We Christians give God 2.5% instead of the 10% he requires. We insist on Medicare, Social Security, and public education for our children. Are we ready for honest financial thinking? You tell me.
So Brian Williams and Mara Gay, as ridiculous as they permitted themselves to be, are really only symptoms. They are not the cause of our problem.
Three final points on that brief television episode.
1/We are in a war for Christian civilization. When we see something like Brian Williams and Mara Gay on the TV screen, doing math that any competent fourth grader would be ashamed to hand in, enjoy it! It may be battlefield humor, but we should take what entertainment we can from these silly people.
2/Don’t envy these silly people. For all their wealth and influence, these are failed human beings. It is a reminder of the biblical teaching that ‘”the last shall be first, and the first last.”‘ (Matthew 20:16) Mr. Williams and Ms. Gay are first now, but they are going to be last. If you are earning an honest but minuscule living, and are trying to obey God and trying to learn how economic reality is put together, then you may seem to be last because you are poor, but really you will be first. You are really first already. (Henry Hazlitt’s Economics In One Lesson and Gary North’s Honest Money are good places to start to learn about financial reality. Also the book of Proverbs.)

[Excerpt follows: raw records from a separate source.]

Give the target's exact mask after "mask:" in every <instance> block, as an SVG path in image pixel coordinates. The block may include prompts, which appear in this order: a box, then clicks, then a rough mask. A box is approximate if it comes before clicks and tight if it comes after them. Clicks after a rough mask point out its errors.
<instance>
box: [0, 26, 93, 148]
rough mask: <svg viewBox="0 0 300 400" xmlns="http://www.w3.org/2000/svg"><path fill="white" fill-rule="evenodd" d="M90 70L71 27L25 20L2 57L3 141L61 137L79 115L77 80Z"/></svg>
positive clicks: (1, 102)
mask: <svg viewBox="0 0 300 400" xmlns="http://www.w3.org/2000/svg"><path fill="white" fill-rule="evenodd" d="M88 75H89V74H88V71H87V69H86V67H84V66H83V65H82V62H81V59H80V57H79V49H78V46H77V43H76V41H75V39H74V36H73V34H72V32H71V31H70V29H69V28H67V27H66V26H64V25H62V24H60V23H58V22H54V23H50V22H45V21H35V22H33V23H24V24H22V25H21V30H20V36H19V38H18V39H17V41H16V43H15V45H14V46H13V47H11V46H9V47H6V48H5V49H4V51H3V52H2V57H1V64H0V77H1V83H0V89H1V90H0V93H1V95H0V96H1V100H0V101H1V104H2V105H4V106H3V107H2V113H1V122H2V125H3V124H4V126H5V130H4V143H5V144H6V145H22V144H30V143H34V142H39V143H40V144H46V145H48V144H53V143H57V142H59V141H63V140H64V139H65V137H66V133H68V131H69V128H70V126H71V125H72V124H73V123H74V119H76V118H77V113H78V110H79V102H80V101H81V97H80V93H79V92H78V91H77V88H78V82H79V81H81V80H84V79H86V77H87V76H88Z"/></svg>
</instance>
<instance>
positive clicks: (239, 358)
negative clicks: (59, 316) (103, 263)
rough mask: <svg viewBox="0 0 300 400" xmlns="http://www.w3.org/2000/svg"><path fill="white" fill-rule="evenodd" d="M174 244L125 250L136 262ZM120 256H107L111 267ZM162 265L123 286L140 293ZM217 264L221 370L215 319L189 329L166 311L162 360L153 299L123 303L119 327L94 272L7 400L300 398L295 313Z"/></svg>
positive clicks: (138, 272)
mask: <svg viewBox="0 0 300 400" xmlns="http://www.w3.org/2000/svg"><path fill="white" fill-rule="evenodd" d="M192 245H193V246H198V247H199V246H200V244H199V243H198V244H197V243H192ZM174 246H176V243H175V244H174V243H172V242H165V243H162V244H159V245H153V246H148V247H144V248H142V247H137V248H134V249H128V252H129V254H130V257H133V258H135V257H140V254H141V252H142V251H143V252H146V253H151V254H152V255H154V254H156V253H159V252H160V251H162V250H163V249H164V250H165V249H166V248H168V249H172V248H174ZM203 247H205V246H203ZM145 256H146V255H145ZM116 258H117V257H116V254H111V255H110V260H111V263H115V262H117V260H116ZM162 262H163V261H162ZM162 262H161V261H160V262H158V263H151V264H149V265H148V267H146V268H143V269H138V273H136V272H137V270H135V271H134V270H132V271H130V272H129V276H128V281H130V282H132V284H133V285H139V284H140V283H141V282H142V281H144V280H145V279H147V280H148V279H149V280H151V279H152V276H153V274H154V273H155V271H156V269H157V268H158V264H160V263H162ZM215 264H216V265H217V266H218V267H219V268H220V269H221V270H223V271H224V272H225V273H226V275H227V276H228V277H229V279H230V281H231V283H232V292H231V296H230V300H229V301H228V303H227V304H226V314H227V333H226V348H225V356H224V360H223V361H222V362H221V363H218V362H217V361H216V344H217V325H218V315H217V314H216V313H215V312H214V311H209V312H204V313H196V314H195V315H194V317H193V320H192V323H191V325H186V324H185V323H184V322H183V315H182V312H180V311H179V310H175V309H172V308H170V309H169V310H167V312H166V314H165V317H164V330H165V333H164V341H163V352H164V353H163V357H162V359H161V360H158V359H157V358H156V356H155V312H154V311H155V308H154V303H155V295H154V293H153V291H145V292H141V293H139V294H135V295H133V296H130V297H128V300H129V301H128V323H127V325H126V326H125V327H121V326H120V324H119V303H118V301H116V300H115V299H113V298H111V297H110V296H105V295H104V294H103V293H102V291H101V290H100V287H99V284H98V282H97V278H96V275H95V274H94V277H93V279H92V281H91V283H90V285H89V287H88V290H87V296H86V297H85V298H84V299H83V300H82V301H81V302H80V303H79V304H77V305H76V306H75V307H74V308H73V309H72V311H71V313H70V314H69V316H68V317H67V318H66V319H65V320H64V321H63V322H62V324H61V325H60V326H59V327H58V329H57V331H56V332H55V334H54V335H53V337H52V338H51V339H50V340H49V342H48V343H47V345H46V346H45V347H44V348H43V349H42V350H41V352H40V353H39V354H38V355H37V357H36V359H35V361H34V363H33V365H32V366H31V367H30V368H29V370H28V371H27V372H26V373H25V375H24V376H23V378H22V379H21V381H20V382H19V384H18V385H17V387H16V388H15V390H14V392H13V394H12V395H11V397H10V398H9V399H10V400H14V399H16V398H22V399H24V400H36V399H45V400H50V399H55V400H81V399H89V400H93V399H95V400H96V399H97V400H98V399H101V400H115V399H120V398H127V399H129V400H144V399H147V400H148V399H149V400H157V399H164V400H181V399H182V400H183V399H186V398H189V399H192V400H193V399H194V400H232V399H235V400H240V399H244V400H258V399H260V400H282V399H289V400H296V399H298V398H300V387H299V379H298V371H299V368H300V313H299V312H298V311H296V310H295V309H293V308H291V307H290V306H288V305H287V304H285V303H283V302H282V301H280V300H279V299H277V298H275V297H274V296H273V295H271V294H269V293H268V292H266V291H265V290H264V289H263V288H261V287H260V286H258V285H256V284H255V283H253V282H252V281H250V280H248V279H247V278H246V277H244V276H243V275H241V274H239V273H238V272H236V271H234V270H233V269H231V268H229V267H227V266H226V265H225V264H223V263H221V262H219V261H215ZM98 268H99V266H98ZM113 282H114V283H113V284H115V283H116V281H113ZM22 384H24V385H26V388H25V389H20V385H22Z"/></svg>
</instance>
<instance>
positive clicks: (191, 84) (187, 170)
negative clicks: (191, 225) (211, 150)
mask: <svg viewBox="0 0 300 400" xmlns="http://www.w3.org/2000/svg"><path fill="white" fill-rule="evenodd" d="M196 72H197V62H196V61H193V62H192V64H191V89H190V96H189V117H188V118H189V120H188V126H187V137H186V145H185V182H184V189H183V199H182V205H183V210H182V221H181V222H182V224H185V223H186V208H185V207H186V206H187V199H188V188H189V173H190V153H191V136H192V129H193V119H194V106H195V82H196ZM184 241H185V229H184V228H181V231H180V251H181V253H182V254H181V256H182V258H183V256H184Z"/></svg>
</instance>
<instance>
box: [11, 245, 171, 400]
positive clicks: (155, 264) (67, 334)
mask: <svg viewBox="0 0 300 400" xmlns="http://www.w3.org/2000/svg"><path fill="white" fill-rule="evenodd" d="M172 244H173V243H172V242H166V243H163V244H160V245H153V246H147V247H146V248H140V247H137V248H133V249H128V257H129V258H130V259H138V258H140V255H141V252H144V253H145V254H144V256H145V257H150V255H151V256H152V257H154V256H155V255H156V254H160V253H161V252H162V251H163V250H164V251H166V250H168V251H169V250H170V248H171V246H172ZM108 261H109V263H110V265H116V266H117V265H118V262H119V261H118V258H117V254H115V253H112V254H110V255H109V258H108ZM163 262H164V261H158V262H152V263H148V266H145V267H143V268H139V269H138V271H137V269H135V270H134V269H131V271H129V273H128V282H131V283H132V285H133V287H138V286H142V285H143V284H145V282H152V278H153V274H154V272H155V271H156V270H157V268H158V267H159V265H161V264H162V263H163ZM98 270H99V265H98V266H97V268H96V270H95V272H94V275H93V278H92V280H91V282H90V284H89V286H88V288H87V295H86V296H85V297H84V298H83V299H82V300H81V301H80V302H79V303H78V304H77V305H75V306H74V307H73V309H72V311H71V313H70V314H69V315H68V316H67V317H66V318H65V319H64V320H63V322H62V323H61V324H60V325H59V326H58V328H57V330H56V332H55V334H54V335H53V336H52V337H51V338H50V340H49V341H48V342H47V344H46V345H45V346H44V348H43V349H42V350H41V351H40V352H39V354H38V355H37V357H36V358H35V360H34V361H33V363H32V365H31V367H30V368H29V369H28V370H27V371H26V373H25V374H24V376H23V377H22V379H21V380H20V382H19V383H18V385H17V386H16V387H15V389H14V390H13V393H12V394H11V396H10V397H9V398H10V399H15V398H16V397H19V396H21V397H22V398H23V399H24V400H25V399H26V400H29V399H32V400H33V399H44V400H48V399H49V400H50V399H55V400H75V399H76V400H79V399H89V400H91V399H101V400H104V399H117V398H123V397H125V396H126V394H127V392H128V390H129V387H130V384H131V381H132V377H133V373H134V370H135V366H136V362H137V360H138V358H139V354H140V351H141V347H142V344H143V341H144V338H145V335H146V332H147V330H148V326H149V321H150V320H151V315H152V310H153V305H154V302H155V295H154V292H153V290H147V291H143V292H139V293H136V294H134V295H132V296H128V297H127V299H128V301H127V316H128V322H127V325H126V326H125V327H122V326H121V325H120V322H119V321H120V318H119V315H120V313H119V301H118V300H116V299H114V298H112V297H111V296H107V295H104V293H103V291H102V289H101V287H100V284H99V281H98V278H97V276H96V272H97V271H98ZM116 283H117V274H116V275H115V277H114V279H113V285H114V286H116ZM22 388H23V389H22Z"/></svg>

Think about your situation as opposed to that of Mr. Williams and Ms. Gay. If you could have their combined net worth of $50,000,000.00+, tax free, but as a condition you had to be as left-wing and intellectually empty as these silly people, would you make that trade? Of course you wouldn’t. These people are rich, famous, and influential, but they are last. Don’t envy them.
3/We are told to pray for our enemies, Matthew 5:43-48. To me that makes sense. Herewith a brief prayer for Mr. Williams and Ms. Gay. “God, please convert these people to an honest, Christian way of thinking, hopefully on this side of the grave, but on the other side of the grave if necessary. But please confound their ignorant and foolish attempts to end Christian civilization. Cause them and us to think and live more honestly.”
I cheerfully pray for my enemies and for the enemies of Christian civilization, but if I am asked to refrain from laughing at $500,000,000.00 divided by 327,000,000 equals $1,000,000.00 dollars per person, that is a bridge too far for me. I am going to go on having a snarky attitude toward such people, at least until my million dollar check arrives.